Cette dernière position est plus conforme à l'opinion commune. "Il existe aujourd'hui un grand consensus sur cette question, si l'on exclut les déclarations de certains militaires", insiste Anna Colin Lebedev. L'acceptation sociale de la mobilisation est en effet fragile. "Celle-ci, en tant qu'expression d'un devoir citoyen, doit respecter un principe de justice. Ce point est jugé central dans la société ukrainienne", poursuit Anna Colin Lebedev. "Les Ukrainiens réclament que toutes les catégories sociales fassent leur devoir au regard du service militaire, et qu'ils soient traités avec dignité et respect."
"Les Ukrainiens demandent à être utilisés là où ils peuvent être utiles, et pas comme de la chair à canon."

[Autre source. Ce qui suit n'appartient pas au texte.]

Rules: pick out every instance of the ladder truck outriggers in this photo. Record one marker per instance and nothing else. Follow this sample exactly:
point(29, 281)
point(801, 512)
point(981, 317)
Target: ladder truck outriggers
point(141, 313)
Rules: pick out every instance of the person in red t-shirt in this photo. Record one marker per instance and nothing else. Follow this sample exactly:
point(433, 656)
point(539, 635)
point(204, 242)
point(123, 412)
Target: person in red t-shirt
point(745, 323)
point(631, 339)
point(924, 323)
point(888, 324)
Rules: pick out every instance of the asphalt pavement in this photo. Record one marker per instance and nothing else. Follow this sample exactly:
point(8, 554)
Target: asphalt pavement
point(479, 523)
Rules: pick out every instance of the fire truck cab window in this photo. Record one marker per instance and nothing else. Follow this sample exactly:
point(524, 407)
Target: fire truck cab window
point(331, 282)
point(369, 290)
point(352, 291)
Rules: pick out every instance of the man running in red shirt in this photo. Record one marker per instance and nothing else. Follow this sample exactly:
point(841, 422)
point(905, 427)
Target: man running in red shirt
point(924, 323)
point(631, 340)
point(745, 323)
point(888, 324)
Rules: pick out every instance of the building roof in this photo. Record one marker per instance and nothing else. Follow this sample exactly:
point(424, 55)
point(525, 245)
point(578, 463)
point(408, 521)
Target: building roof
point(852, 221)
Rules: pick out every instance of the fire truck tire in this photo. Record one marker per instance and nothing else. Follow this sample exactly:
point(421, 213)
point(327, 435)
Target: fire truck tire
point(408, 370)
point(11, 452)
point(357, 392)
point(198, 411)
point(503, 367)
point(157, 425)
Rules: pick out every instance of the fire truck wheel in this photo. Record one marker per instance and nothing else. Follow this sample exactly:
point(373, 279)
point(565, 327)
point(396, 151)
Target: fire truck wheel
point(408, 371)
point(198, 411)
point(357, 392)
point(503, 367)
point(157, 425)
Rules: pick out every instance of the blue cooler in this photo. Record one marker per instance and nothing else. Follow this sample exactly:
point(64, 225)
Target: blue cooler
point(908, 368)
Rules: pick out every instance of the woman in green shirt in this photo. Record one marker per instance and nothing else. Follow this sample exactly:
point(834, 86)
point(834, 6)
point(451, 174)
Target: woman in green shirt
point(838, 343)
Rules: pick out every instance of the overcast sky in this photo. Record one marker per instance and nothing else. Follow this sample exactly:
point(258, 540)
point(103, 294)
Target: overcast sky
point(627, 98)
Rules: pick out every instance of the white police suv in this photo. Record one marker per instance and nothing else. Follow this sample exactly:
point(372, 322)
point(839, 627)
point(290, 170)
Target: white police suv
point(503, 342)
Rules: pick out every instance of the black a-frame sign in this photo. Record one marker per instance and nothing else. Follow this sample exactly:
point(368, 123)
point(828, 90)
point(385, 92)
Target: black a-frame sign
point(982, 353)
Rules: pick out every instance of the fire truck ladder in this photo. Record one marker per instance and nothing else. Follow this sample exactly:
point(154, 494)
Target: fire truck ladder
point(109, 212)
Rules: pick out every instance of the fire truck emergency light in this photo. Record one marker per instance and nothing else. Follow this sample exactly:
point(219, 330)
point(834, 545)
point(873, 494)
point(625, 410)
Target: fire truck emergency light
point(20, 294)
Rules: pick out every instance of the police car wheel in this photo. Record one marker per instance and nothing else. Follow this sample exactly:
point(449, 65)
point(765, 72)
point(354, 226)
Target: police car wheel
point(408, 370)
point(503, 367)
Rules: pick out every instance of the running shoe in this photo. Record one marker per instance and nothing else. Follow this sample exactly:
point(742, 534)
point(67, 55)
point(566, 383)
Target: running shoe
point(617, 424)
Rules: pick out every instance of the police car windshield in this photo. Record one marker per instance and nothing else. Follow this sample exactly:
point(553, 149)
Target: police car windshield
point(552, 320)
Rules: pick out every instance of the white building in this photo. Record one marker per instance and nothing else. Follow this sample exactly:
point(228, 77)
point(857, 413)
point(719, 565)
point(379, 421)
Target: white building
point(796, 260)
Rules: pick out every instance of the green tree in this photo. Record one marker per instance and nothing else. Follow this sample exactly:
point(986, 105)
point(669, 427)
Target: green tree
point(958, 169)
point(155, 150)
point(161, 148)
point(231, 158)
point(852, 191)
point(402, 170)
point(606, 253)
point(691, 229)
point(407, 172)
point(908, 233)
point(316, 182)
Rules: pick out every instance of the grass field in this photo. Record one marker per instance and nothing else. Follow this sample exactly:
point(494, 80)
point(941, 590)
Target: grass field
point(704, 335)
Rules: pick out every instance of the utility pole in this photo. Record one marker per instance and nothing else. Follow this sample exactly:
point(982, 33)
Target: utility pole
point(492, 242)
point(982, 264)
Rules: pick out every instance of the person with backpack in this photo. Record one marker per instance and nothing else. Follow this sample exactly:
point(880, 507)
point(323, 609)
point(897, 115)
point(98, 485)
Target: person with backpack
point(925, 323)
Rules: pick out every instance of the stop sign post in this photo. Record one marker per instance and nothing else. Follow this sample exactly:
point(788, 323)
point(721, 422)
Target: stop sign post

Anna Colin Lebedev, chercheuseà franceinfo
L'armée ukrainienne, depuis 2014, était sur une dynamique de professionnalisation, privilégiant les militaires sous contrat. En février 2022, la mobilisation générale a été immédiatement introduite, lors de l'invasion du pays. Elle est depuis prolongée depuis tous les trois mois, par un vote du Parlement. "L'âge moyen des combattants ukrainiens, précise la chercheuse, tourne autour de 40 et 45 ans selon diverses estimations, contre 35 et 40 ans dans l'armée russe."
Les autorités évoquent également un argument démographique, dans un pays marqué par le vieillissement de la population. "Leur discours, c'est de dire que les 18-25 ans représentent l'avenir du pays", et qu'il est donc hors de question de sacrifier cette génération. Or "ce que demande le pouvoir américain, c'est de recruter des gens, non pas pour former l'armée ukrainienne de demain, mais pour les envoyer directement sur la ligne de front", résume la chercheuse. "Cette demande est jugée illégitime."